Active Voice: Similar, Yet So Different - Neuromuscular Adaptations to Endurance Versus High-Intensity Interval Training

By Eduardo Martinez-Valdes, P.T., M.Sc., Ph.D., and Deborah Falla, P.T., Ph.D.

Eduardo Martinez-Valdes, P.T., M.Sc., Ph.D. Deborah Falla, P.T., Ph.D.
Viewpoints presented in SMB commentaries reflect opinions of the authors and do not necessarily reflect positions or policies of ACSM.

Eduardo Martinez-Valdes, P.T., M.Sc., Ph.D., completed his doctoral degree in clinical exercise science at the University of Potsdam, Germany. He currently works as a post-doctoral research fellow at the Centre of Precision Rehabilitation for Spinal Pain at the School of Sport, Exercise and Rehabilitation Sciences, University of Birmingham, UK. His research mainly focuses on the study of neuromuscular adaptations to training, muscle fatigue and experimentally induced pain by using advanced techniques of surface electromyography (high-density surface electromyography).

Deborah Falla, P.T., Ph.D., is professor in rehabilitation science and physiotherapy and director of the Centre of Precision Rehabilitation for Spinal Pain at the School of Sport, Exercise and Rehabilitation Sciences, University of Birmingham, UK. Her research uses electrophysiological measures to evaluate the control of human movement and how such movements are affected or adapted in response to various states (e.g., injury, fatigue, training, pain). She has published 150 papers and has given more than100 conference presentations, including 30 keynote lectures.
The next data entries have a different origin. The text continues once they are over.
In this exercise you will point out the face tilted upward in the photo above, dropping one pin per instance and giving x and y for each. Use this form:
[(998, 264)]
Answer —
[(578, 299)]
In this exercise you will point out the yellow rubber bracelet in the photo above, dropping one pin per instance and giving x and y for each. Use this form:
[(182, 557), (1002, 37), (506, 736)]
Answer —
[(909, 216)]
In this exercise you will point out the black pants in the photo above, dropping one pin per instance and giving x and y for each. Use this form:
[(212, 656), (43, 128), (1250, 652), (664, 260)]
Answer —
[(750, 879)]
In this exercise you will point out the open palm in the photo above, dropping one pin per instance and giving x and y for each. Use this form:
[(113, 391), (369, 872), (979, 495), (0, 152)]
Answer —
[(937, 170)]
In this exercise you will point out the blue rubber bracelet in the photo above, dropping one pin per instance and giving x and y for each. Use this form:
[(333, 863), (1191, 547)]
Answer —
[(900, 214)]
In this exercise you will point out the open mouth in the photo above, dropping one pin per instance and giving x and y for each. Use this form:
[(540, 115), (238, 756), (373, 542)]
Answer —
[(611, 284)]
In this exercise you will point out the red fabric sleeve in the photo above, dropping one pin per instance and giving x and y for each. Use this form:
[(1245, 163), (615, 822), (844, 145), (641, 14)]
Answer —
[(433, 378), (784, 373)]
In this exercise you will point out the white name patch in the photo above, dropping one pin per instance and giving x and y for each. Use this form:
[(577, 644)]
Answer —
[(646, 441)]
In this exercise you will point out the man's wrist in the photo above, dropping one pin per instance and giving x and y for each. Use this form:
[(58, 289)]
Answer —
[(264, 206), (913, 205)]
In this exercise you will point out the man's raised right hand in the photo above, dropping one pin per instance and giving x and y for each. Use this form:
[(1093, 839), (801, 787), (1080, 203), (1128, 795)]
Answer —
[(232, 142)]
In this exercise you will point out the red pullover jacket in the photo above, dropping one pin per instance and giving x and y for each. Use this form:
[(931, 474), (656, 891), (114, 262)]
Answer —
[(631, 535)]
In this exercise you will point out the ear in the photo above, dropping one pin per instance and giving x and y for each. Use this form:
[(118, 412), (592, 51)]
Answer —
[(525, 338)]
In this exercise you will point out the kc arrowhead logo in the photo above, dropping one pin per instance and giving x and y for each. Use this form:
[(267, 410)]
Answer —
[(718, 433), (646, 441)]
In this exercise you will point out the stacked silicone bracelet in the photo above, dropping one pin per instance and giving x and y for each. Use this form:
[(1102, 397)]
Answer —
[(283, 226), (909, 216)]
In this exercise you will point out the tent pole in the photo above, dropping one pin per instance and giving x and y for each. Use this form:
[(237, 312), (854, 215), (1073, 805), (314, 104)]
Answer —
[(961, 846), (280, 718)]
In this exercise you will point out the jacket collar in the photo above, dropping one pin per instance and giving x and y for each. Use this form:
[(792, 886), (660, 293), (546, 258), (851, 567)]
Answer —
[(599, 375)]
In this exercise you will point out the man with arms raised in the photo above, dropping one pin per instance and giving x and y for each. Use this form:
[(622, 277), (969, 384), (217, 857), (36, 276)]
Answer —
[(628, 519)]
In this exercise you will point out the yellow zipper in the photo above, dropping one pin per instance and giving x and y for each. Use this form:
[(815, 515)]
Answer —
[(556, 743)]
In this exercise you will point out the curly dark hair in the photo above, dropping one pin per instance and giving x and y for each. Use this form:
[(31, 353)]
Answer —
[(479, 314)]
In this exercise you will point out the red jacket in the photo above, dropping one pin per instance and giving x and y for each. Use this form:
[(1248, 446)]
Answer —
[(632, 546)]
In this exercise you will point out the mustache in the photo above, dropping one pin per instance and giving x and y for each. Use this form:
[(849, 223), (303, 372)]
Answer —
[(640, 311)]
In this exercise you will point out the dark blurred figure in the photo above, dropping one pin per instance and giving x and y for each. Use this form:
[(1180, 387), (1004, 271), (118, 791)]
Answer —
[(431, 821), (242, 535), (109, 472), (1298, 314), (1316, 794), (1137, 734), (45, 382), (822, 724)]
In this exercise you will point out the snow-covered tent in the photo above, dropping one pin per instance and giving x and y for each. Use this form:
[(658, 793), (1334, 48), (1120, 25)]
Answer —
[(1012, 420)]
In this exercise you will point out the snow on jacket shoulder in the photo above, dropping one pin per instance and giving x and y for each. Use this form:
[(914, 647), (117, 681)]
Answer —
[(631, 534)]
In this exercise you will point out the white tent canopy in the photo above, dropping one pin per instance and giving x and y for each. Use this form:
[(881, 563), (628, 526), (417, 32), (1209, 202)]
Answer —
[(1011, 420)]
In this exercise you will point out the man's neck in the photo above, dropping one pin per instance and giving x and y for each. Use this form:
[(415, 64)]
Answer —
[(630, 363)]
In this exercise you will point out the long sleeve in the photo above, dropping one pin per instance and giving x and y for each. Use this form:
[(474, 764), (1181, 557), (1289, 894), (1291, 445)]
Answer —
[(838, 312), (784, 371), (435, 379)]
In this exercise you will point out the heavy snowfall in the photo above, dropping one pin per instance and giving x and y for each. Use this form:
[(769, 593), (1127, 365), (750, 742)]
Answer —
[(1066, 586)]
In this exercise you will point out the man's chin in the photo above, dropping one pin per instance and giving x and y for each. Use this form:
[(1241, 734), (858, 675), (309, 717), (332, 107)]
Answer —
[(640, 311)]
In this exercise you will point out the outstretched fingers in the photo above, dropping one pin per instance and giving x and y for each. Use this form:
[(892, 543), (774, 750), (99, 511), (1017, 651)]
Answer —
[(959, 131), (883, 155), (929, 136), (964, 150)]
This commentary presents Dr. Martinez-Valdes’ and Dr. Falla’s views on the topic of a research article that they had published with their colleagues in the June 2017 issue of
Medicine & Science in Sports & Exercise® (MSSE).

Over the last decade, high-intensity interval training (HIIT) has become a popular alternative to endurance (END) exercise since it requires less time to produce favorable physiological adaptations. Previous literature has focused on HIIT-induced changes in aerobic metabolism and cardiorespiratory fitness; however, less attention has been placed on the neuromuscular adaptations accompanying HIIT. In our recent article published in the June 2017 issue of MSSE, we compared the neuromuscular adaptations following two weeks of either HIIT or END training, using high-density surface electromyography (HDEMG). With respect to conventional bipolar surface EMG, HDEMG covers a larger area of the muscle, allowing examination of regional differences in muscle activation, as well as the activity of individual motor units. Through HDEMG, it is possible to study the smallest functional units of muscle control.

Traditionally, recordings of motor unit behavior required invasive methods which imposed many limitations. These classic techniques can only identify a limited number of motor units at low force levels, providing partial and generally unreliable information about longitudinal changes in motor unit behavior following training interventions. Using HDEMG and a novel algorithm based on blind-source separation techniques, we could identify and follow a large population of motor units recorded from the vastus medialis (VM) and vastus lateralis (VL) muscles of 16 physically active participants before and after HIIT and END training interventions (8 participants in each group). Further, we could track these responses over a wide range of force levels (from low to high force threshold motor units), thereby allowing interpretation of changes in motor unit behavior to be made with greater certainty.

The study revealed that both HIIT and END training improved parameters of cardiorespiratory fitness similarly (i.e., VO2 peak and submaximal ventilation thresholds). However, the neuromuscular adaptations to training differed. HIIT induced a significant increase in knee extensor muscle strength which was accompanied by increased VM and VL motor unit discharge rates and HDEMG amplitude at high contraction levels (50 and 70 percent of the maximum voluntary contraction force [MVC]). In contrast, END training induced a marked increase in knee extensor endurance at a lower force level (30 percent MVC), without any influence on HDEMG amplitude or motor unit discharge rates.

Collectively, these findings show that, despite similar improvements in cardiopulmonary fitness, HIIT and END training induce differing adjustments in motor unit behavior. These results suggest that HIIT and END show specific neuromuscular adaptations. These adaptations possibly are related to their differences in exercise load intensity and training volume. Such findings have important implications for exercise prescription. However, further investigations examining longer HIIT interventions with varying work/rest ratios are required to fully appreciate the type of HIIT protocol which can maximize both an increase in muscle strength and cardiorespiratory fitness.